Transport
Son grand‑père a été l’un des pionniers de l’aviation, son père, pilote, et sa famille a construit plus de vingt mille appareils. Lui, l’antiquaire, met en pièces les zincs pour n’en garder que des morceaux.
De la rue, la boutique se remarque à peine entre les enseignes Nespresso et The Conran Shop. La vitrine exhibe un bric-à-brac d’objets méconnaissables. C’est seulement en poussant la porte qu’on décolle pour un improbable voyage. L’antiquaire Pierre Farman offre un dernier vol aux avions, loin des pistes et en pièces détachées : moteurs d’Airbus A320 et de Boeing 737, arbre de turbine, siège de pilote… Une fois ces pièces étranges retravaillées et polies, une beauté radicale en émane. Transformées, elles en deviennent des œuvres d’art. D’ailleurs, le regard s’arrête net sur l’une d’elles. Est-elle signée par le célèbre Brancusi ? « J’aimerais bien ! Disons que L’Envol de l’oiseau ressemble à une hélice d’avion avec beaucoup plus de zéros, avance fièrement Pierre Farman. L’aviation s’est toujours inspirée du vol des oiseaux. » Il en sait quelque chose. Son grand-oncle n’est autre qu’Henri Farman, l’homme qui réalisa le premier vol en circuit fermé, à Issy-les-Moulineaux, en 1908. Une page d’histoire s’ouvre soudain. On s’assoit dans un confortable fauteuil en cuir brun, celui d’un Falcon 900 – rien que ça. Faut-il s’attacher ? « Ah ! vous voulez une ceinture de sécurité ? » Et Farman d’en tendre une, munie d’une boucle en or. « Elle devait appartenir à un Emirien ou à un Russe », lance-t-il amusé.

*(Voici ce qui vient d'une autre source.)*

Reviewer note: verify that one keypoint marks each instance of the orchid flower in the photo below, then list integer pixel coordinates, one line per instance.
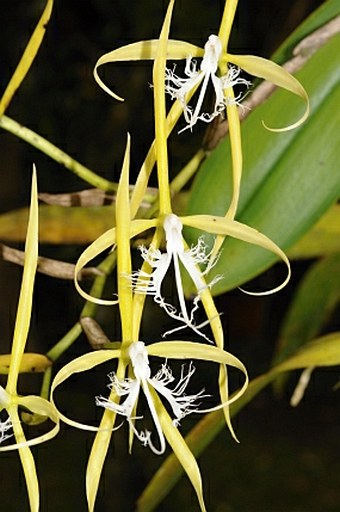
(10, 401)
(178, 88)
(181, 404)
(215, 58)
(156, 389)
(150, 284)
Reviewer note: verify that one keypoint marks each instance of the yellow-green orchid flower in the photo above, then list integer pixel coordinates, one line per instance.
(215, 57)
(10, 400)
(155, 389)
(178, 87)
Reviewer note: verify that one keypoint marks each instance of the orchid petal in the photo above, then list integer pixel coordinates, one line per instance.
(224, 226)
(81, 364)
(180, 448)
(268, 70)
(102, 243)
(190, 350)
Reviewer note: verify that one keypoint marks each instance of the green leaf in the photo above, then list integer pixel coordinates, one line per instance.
(289, 180)
(326, 12)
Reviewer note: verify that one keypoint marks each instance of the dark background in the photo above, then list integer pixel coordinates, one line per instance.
(288, 458)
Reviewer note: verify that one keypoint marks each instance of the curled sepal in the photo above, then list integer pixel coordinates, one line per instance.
(143, 50)
(268, 70)
(81, 364)
(106, 241)
(228, 227)
(36, 405)
(180, 448)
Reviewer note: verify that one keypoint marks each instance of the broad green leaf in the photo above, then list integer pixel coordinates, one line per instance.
(324, 351)
(322, 239)
(289, 180)
(325, 13)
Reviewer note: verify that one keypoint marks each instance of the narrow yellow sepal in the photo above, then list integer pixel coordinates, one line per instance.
(268, 70)
(27, 58)
(143, 50)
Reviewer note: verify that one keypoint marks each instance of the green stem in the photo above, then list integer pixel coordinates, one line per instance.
(56, 154)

Tous ces objets, Pierre Farman les rachète un par un, passant sa vie dans les hangars d’avions. Il aime le bruit de la tôle et son toucher. Le kérosène coule dans ses veines. Il a grandi avec. L’histoire familiale a laissé des traces. « Mon père était pilote de chasse et mon grand-oncle a inventé les volets d’avion posés sur les ailes. Au début, il les bougeait avec une corde coincée dans sa bouche ! » Sa grand-mère, elle, se jetait du toit de sa maison de trois étages avec des ombrelles, sur des meules de foin, pour tester un parachute. Ses deux jambes cassées (et consolidées) ne l’empêchèrent pas de tenter par trois fois un vol en ballon libre Paris – Moscou ! Habitués que nous sommes à prendre un avion comme le métro (ou presque), on a du mal à imaginer toutes ces expériences. « Les gens étaient portés par le désir de voler. Il y a des moments dans l’histoire où les choses sont mûres. Une découverte en appelle une autre. Gustave Eiffel, par exemple, a fait beaucoup pour l’aviation grâce aux souffleries inventées pour ses ponts. » La conquête de l’air fascinait le public. « Au premier meeting de l’aviation, en 1909, une gare éphémère fut construite pour accueillir les visiteurs près de Reims ; 300 000 personnes étaient présentes ! » Soit un peu moins qu’au Salon du Bourget 2015, qui a totalisé 351 000 visiteurs, dont 151 000 professionnels. En 1909, ces derniers se comptaient sur quelques doigts…
De l’art dans les airs
La famille Farman est également connue pour avoir piloté une usine d’où sortirent un millier de voitures et plus de 20 000 avions. Nombre d’entre eux atterrirent dans l’armée en 1914-1918. « Ils n’étaient pas très fiables, souligne Pierre Farman, mais la guerre a permis de réaliser de grandes avancées techniques, comme en chirurgie d’ailleurs. » En 1929, le Farman 190 opère un vol postal aller-retour Paris – Tokyo en… 250 heures de vol et 20 jours de voyage ! En 1933, plusieurs compagnies (dont celle des Lignes Farman, alors Société générale de transport aérien), se regroupent sous le nom de Société centrale pour l’exploitation de lignes aériennes, rebaptisée Air France la même année. La compagnie nationale était née. « Je suis un voyou, s’amuse Pierre Farman. Ma famille fabriquait des avions, et moi, je les désosse ! » Oui, et comment ! Il faut l’entendre parler de ses pièces, souligner le travail des chaudronniers, chanter la main de l’homme, crucial dans le posage des rivets sur les Rafale… Il y a là une part de rêve qu’il partagera bientôt dans son musée de l’aviation, en plein air, à Saint-Cyr-l’Ecole (Yvelines). Pourtant, l’aviation n’a pas toujours été son dada. Après les meubles anciens, il a finalement choisi la carrosserie volante en bout de piste. Un juste aller-retour (en avion) à la tradition familiale.